Abu Dhabi’s Technology Innovation Institute (TII) has released “Falcon 3”, the latest version of its open-source large language model (LLM) series – trained on 14 trillion tokens but capable of operating on a single GPU.
TII’s Falcon 3, licensed under an Apache 2.0-based license that “includes an acceptable use policy which promotes the responsible use of AI.”
The suite of models (Falcon3-1B, -3B, -7B and -10B) are currently text only but will get multi-modal capabilities as early as January 2025, TII said.
It had released its Falcon 2 family of models in May this year.

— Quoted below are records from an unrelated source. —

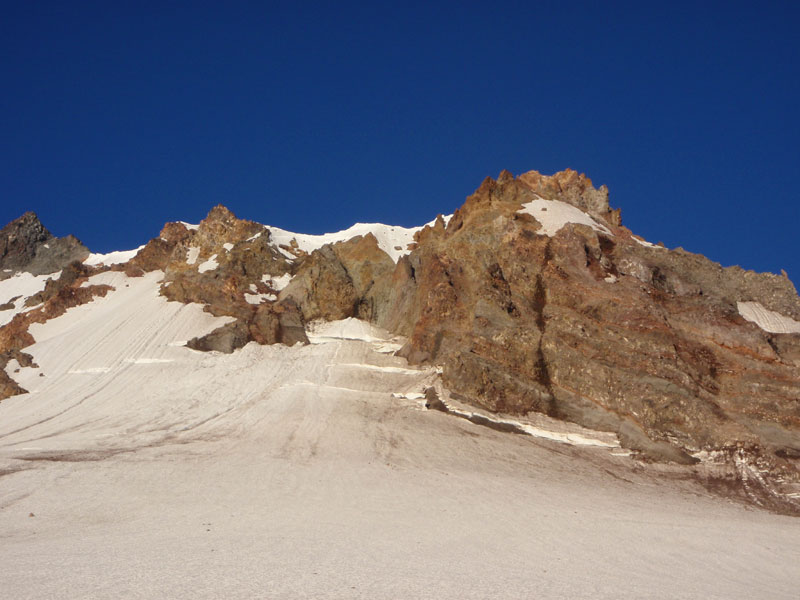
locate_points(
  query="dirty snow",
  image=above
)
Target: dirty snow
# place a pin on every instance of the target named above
(768, 320)
(554, 214)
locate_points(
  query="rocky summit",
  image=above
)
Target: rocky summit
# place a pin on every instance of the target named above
(531, 299)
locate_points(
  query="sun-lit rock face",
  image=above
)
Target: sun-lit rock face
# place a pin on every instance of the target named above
(532, 297)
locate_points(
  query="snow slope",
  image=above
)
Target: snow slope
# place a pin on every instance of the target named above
(139, 468)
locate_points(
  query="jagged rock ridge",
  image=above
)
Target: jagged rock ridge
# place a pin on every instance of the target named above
(532, 297)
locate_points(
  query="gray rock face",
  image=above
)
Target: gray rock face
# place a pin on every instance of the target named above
(26, 245)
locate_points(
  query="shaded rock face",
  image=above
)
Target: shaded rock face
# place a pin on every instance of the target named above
(221, 264)
(26, 245)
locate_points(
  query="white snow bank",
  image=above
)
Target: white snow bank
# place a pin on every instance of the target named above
(768, 320)
(209, 265)
(320, 332)
(393, 240)
(112, 258)
(554, 214)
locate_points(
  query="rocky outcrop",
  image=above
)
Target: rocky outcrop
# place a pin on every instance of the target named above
(230, 266)
(26, 245)
(58, 296)
(589, 325)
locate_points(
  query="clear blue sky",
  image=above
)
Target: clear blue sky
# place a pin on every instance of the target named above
(117, 117)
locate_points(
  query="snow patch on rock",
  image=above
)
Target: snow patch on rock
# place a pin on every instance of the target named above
(768, 320)
(209, 265)
(192, 254)
(554, 214)
(112, 258)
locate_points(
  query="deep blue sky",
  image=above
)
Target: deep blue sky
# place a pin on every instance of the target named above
(118, 117)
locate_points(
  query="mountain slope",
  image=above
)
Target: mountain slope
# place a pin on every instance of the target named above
(139, 467)
(231, 386)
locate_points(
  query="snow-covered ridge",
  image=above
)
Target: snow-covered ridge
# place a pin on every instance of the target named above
(392, 239)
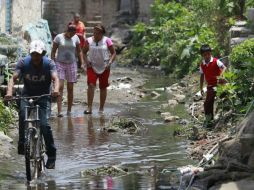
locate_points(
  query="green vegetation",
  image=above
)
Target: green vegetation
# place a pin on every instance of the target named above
(175, 34)
(238, 93)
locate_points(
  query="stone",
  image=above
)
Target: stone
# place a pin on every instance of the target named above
(171, 118)
(165, 114)
(172, 103)
(179, 98)
(155, 94)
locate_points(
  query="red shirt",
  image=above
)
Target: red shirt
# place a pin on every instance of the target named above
(211, 72)
(80, 31)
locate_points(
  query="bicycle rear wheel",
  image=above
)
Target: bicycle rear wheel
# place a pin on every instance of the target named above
(30, 154)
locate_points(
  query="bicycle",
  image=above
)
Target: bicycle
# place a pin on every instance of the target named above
(34, 143)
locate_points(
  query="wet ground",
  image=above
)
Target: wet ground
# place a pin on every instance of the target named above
(82, 144)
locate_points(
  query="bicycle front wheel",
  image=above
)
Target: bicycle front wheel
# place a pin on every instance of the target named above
(30, 154)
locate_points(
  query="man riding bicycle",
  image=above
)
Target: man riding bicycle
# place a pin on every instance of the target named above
(38, 72)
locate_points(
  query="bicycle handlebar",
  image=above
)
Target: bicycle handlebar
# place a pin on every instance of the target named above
(28, 97)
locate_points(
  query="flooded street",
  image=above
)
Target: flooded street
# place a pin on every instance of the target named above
(82, 144)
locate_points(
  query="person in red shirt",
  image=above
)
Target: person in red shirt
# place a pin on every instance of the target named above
(211, 69)
(80, 32)
(80, 29)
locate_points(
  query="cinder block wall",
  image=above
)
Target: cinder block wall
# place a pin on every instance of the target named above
(60, 12)
(23, 12)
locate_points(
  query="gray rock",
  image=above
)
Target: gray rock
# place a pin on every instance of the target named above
(180, 98)
(172, 103)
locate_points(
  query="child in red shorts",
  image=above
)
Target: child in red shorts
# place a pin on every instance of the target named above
(210, 68)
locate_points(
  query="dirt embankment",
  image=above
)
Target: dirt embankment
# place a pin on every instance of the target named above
(125, 85)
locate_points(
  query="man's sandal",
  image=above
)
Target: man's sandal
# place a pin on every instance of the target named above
(87, 112)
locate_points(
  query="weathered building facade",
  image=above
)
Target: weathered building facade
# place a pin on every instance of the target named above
(59, 13)
(17, 14)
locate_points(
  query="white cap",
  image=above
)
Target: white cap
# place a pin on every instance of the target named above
(37, 46)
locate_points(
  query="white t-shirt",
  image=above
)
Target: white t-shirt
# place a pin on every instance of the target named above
(66, 52)
(98, 54)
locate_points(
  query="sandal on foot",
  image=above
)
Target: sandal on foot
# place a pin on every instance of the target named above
(87, 112)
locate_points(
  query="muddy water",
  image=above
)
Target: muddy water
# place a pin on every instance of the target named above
(82, 144)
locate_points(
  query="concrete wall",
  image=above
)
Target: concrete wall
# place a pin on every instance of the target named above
(2, 15)
(23, 12)
(110, 8)
(60, 12)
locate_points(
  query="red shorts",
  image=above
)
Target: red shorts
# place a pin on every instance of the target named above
(103, 78)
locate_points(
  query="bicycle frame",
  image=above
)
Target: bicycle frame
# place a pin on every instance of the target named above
(34, 142)
(36, 158)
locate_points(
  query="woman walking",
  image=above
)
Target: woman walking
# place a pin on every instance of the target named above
(99, 54)
(67, 45)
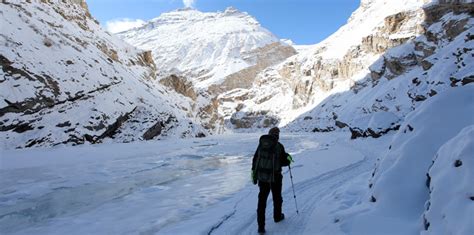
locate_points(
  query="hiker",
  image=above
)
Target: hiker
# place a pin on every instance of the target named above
(266, 170)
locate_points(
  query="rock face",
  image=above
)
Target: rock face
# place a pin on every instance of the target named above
(395, 57)
(202, 55)
(70, 82)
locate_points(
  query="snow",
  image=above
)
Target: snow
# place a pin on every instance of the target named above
(204, 46)
(451, 189)
(109, 87)
(400, 178)
(165, 187)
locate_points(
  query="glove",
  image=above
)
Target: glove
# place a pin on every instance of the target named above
(253, 177)
(290, 158)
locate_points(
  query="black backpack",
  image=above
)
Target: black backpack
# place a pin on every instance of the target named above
(267, 159)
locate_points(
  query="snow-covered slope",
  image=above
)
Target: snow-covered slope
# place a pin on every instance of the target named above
(404, 187)
(409, 56)
(206, 47)
(63, 80)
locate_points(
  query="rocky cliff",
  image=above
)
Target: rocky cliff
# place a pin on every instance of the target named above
(63, 80)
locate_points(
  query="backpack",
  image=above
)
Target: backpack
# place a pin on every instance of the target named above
(267, 159)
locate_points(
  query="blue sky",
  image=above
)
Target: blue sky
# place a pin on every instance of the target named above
(302, 21)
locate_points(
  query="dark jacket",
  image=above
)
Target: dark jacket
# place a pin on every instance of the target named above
(282, 155)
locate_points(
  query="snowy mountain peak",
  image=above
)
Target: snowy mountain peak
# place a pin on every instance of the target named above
(205, 47)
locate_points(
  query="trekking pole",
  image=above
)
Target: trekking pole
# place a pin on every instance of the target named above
(293, 186)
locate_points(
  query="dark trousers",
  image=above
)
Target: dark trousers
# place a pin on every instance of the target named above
(265, 189)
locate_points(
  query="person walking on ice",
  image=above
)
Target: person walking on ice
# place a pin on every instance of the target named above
(267, 161)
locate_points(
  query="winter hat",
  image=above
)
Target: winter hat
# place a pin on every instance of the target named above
(275, 131)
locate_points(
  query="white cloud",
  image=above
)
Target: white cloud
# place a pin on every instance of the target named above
(188, 3)
(120, 25)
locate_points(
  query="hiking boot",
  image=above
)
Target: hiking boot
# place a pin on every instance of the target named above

Falcon 3’s architecture is based on a decoder-only design using flash attention 2 to grouped query attention. It integrates Grouped Query Attention (GQA) to share parameters, minimizing memory for Key-Value (KV) cache during inference, ensuring faster and more efficient operations – TII.
The models appear to perform highly on multiple benchmarks; its 7B-Base version is on par with Alibaba's Qwen2.5-7B in the under-9B category and its 10B-Base a category leader in the under-13B category. (TII chart below.)
"Falcon’s quantized [a way of making models faster and less memory-intensive] versions, such as GGUF, AWQ, and GPTQ (in int4, int8, and 1.58 Bitnet), make it highly efficient, even for resource-constrained environments," Abu Dhabi's TII explained. "Optimized for lightweight systems... with both Base and Instruct versions tailored for different needs. Falcon 3 models can be further customized through tools like vLLM, Llama.cpp, and MLX, ensuring seamless adoption for developers."
A quick play with the demo by The Stack showed that the good engineers of Abu Dhabhi have no more managed to do away with rampant hallucinations than those of the US or China, but Falcon 3's lightweight capabilities and benchmark performance will interest many.
Dr. Hakim Hacid, Chief Researcher of the TII’s AI and Digital Science Research Center (AIDRC), said in a canned statement: “AI is fast evolving, and we are glad to be an active part of this journey. Falcon 3 pushes the boundaries of small LLMs further, contributing to the open-source community by providing access to a better-performing AI."